Pianist Matthew Graybil and violinist Rhiannon Banerdt are old souls.
“We’re cool and hip, so instead of going out at night we listen to recordings and talk about what we like and don’t like,” Banerdt says of how they’ve prepared for their upcoming Sarasota performances.
The pair are two young music artists working with The Chopin Project, an initiative started 10 years ago by founder Fred Slutsky to make the music of Chopin and other classical composers more accessible.
One way he does this is by organizing concerts with some of the world’s best emerging musicians so new audiences can hear masters’ compositions live.
One such artist is Graybil, who has performed as a recitalist, concerto soloist and chamber musician throughout North America and Europe. His last local performance was in April with The Chopin Project, and now he’s making his return with internationally acclaimed violinist Banerdt, who played with him through the project in October 2017.
Banerdt is the assistant concertmaster with the Cape Symphony, on the violin faculty at Bloomingdale School of Music and a violinist for the Ulysses String Quartet in New York City.
Together, they represent a small but mighty group of emerging musicians who are eager to keep classical music relevant — particularly to young ears.
“Music represents who someone is, and that’s sort of the central question for a young person exploring different aspects of their identity,” Banerdt says. “Music is about personal expression, and that’s something we all share.”
Graybil agrees, adding that The Chopin Project places great emphasis on community outreach in an effort to engage young listeners with classical of music.
“We’re going into schools and finding ways to present it to show how it’s timeless and accessible to them,” he says. “I think with this program we have to have some element of accessibility to make it appeal to audiences of all ages and all levels of understanding.”
One way they’ll achieve this is by inviting a young musician to join Graybil in a piano duet in the pair’s special Nov. 9 performance, free to students, at Braden River High School.
The pianist is Braden River student Gabriel McDerment, and he’ll join Graybil in a duet performance of a new Chopin Project arrangement of Chopin’s Étude Opus 10, No. 3 rendered as a duet.

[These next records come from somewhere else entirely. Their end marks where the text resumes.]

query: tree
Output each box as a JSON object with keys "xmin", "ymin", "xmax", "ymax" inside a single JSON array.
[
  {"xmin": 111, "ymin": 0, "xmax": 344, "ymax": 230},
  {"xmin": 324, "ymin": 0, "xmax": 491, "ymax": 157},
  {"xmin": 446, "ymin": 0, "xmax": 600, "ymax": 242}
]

“I think this program in particular is really exciting and fun for young people because it’s partially about variety, so by its nature there’s something for everyone, and you can hear the breadth of different styles and possibilities,” Banerdt says.
The program will feature duo works by Chopin, Dvorak, Ravel, de Falla and Saint-Saëns with the theme of musical nationalism and exoticism.
Graybil is quick to point out, however, that listeners shouldn’t confuse musical nationalism with the definition of nationalism heard in the news lately. It was common for composers from small countries in Europe to yearn for a collective identity in the 19th century, he says, and to do so they used various devices borrowed from folk music and integrated them into art music to show pride for their heritage.
“It’s interesting to retrace the composers’ steps and see how they developed the style they have,” Graybil says. “And to see what was going on in their life and their country at that time and how that influenced them.”
Now we can easily look up foreign music on YouTube, he says, but music was harder to share then. Even when small tidbits were brought back from faraway lands, it excited listeners.
Graybil and Banerdt want to provide a similar excitement.
“My favorite thing after a concert is someone coming up to me and saying they never knew about this piece or composer and thanking me for introducing it to them ... or (for offering) a new perspective on something they were already familiar with,” Banerdt says.
Correction: The print version of this story stated the incorrect time of the Nov. 11 concert. The error has been corrected online.